Optimisation routine yields the same loss values

Been using Pennylane for a optimization task and seem to be getting the following error: UserWarning: Output seems independent of input. I have checked various things on how the loss is being calculated and if all examples are being passed in correctly but cant seem to find the issue. I have pasted my code file below - cant attach it since I am a new user. Thanks a lot for taking a look at this.

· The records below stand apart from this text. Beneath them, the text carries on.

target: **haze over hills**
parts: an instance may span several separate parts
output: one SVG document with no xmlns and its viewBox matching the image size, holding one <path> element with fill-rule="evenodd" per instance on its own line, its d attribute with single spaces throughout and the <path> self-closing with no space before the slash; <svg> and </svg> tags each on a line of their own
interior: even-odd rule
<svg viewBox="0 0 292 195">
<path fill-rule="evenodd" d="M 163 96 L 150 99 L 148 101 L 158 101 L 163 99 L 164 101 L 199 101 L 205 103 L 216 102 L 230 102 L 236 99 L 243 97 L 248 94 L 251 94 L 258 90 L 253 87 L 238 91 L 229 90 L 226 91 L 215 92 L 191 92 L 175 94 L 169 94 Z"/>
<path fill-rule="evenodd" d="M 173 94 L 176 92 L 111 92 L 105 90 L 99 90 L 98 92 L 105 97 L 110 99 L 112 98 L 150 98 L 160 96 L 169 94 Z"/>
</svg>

import pennylane as qml                                                 
from pennylane import numpy as np
from sklearn.metrics import log_loss
from pennylane.optimize import AdamOptimizer

#set parameters of the model 

n_qubits = 8
n_features = 16
n_parameters = 15
feature_range = (0, 2*np.pi)

train_size = 150
test_size = 150

qubits = list(range(n_qubits))


def initialize_parameters(min_range, max_range, n_parameters):
    params = np.random.uniform(low = min_range, high = max_range, size = n_parameters)
    return params


#Import the data which I have ommitted 

x_train = np.random.uniform(size = (150,16))
x_test = np.random.uniform(size = (150,16))
y_train = np.array([0]*75 + [1]*75)
y_test = np.array([0]*75 + [1]*75)


dev = qml.device("default.qubit", wires=8)

@qml.qnode(dev)
def qnn(data, theta):

    #data encoding 
    for i in range((n_features // 2)):
        qml.RX(data[i], wires = i)

    for i in range((n_features // 2)):
        qml.RY(data[i+n_qubits], wires = i)

    #variational
    theta_counter = 0 

    for i, q in enumerate(qubits, start = theta_counter):
        qml.RX(theta[i], wires = q)
        theta_counter = i

    for q1, q2 in zip(qubits[0::2], qubits[1::2]):
        qml.CZ(wires=[q1,q2])

    for i, q in enumerate(qubits[1::2], start = theta_counter+1):
        qml.RY(theta[i], wires = q)
        theta_counter = i 

    qml.CZ(wires = [1, 3])
    qml.CZ(wires = [5, 7])

    for i, q in enumerate(qubits[3::4], start = theta_counter+1):
        qml.RX(theta[i], wires = q)
        theta_counter = i 

    qml.CZ(wires=[3, 7])

    for i, q in enumerate(qubits[7::8], start = theta_counter+1):
        qml.RY(theta[i], wires=q)
        theta_counter = i 

    return qml.expval(qml.PauliZ(7))


def compute_cost(params, x, y):
    
    y_pred = [qnn(x[i], params) for i in range(x.shape[0])] 

    yhat = [1 if x > 0 else 0 for x in y_pred]

    return np.array(log_loss(y, yhat))

#training the model 
epochs = 10

opt = AdamOptimizer(stepsize= 0.01, beta1=0.9, beta2=0.999)

params = initialize_parameters(feature_range[0], feature_range[1], n_parameters)

loss = compute_cost(params, x_train, y_train)

print("Epoch: {:2d} | Cost: {:3f}".format( 0, loss ))

for it in range(epochs):

    params, loss = opt.step_and_cost(lambda v: compute_cost(v, x_train, y_train), params)

    res = [it + 1, loss]
    print("Epoch: {:2d} | Loss: {:3f}".format(*res))

Hi @Zohim_Chandani1, and welcome to the forum! :slightly_smiling_face:

I think I’ve determined the issue here. It is in your implementation of compute_cost:

def compute_cost(params, x, y):
  y_pred = [qnn(x[i], params) for i in range(x.shape[0])]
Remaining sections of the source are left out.